How screenwriter Sarah Phelps adapted JK Rowling's The Casual Vacancy for TV
“I was very straight with Jo and told her that I needed to write a different ending,” says the former EastEnders writer. "What works in a novel doesn’t always work on screen"
Sarah Phelps is used to treading in the footsteps of giants; her acclaimed screenplays include BBC adaptations of Dickens’s Great Expectations and Oliver Twist. However, when it came to dramatising JK Rowling’s The Casual Vacancy for the small screen, Phelps felt rather more exposed, “like Man Friday, making his print in the sand”.
“It’s one thing adapting a writer who’s been dead for a century or so,” says Phelps, “but when you have a writer who is not only very much living and breathing but who is as phenomenally successful as JK Rowling, the dynamic is rather different.” Especially if you intend to change her ending...
Phelps sees The Casual Vacancy as the natural successor to the socially engaged rural novels of Mrs Gaskell and Thomas Hardy, although it has to be said that Rowling’s original denouement makes Hardy seem like a cock-eyed optimist.

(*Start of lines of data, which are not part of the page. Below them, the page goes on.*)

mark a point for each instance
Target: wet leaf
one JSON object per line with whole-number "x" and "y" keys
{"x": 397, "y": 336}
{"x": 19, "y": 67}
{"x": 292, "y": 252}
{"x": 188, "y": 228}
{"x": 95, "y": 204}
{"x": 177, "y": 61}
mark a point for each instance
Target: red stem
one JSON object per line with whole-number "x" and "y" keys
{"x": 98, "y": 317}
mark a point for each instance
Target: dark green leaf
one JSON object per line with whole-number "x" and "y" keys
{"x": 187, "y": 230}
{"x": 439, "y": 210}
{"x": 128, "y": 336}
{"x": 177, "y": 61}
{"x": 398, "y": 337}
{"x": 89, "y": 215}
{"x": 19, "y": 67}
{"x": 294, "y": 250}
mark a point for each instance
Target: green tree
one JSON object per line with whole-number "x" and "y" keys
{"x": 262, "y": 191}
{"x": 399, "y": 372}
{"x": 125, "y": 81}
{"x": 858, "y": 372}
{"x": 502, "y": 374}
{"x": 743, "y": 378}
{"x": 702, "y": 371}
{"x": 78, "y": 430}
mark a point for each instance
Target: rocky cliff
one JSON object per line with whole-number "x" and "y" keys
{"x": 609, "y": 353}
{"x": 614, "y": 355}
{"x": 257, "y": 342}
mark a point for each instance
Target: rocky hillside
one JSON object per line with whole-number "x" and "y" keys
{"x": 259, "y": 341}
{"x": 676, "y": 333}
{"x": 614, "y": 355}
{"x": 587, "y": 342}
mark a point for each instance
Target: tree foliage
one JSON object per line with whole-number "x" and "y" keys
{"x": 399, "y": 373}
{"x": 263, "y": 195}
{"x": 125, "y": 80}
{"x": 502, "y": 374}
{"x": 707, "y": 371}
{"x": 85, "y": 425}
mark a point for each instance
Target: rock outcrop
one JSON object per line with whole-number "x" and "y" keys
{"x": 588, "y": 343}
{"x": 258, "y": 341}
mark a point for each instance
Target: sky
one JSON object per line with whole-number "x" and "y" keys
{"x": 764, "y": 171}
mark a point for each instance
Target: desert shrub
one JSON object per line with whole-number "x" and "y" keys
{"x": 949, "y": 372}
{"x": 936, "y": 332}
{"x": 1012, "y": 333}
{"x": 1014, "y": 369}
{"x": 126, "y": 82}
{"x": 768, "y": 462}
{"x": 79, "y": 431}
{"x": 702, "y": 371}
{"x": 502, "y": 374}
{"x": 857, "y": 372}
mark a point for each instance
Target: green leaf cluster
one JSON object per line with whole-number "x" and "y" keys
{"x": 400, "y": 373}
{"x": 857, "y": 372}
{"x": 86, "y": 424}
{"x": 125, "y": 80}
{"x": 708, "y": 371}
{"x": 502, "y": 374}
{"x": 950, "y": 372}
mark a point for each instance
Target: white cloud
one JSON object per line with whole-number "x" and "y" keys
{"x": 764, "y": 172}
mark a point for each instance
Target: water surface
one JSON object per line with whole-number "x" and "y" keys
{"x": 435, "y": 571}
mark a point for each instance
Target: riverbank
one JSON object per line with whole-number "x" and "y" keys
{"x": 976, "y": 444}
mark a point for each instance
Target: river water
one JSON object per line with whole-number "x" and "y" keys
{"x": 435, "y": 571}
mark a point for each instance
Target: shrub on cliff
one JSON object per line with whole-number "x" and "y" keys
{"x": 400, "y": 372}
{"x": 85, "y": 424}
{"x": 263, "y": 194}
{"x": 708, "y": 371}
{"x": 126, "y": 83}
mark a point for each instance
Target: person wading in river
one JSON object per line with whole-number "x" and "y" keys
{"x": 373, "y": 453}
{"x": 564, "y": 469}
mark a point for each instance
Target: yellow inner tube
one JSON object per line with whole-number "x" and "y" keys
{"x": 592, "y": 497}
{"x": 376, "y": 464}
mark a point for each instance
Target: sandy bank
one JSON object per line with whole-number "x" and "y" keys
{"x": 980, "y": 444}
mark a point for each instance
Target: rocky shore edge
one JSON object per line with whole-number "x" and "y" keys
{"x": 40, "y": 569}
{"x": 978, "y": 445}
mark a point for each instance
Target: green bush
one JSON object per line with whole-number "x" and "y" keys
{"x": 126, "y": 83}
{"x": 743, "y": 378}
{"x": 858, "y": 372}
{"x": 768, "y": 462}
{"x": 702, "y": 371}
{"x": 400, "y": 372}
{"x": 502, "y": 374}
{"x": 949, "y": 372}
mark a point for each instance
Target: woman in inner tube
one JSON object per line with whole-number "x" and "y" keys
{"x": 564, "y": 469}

“I was very straight with Jo and told her that I needed to write a different ending,” says Phelps. “It’s still heartbreaking, but I had to find some kind of redemptive moment at the end of it all, that sense that after the tragedy, someone gets to stand with a slightly straighter back.
“Also, what works in a novel doesn’t always work on screen. Nobody wants a finger wagged in their face, and I learnt on EastEnders that if you just go ‘grim, grim, grim’, viewers will simply disengage. If you’ve invested three hours of your leisure time to watch a show and get involved, there’s got to be rewarded. You’ve got to think that it was worth it and that the characters aren’t just a pack of s***s; they’ve got to be a little bit funny, a little bit understandable.”
The Casual Vacancy, Rowling’s first novel for adult readers, came out to global hype, enormous sales and mixed reviews in 2012. Set in the fictional West Country village of Pagford, it is a forensically detailed account of social problems and power struggles in an idyllic setting; behind those golden stone walls and flowery water troughs, bitter rivalry for a place on the town council exposes interweaving stories of child neglect, domestic abuse and aggressive corporate development.
“It feels like a really malign Midsomer Murders,” says Phelps with relish. “We all have a kind of atavistic attraction to these beautiful parts of the country, but then you look closer and there are all these people being foul to each other.”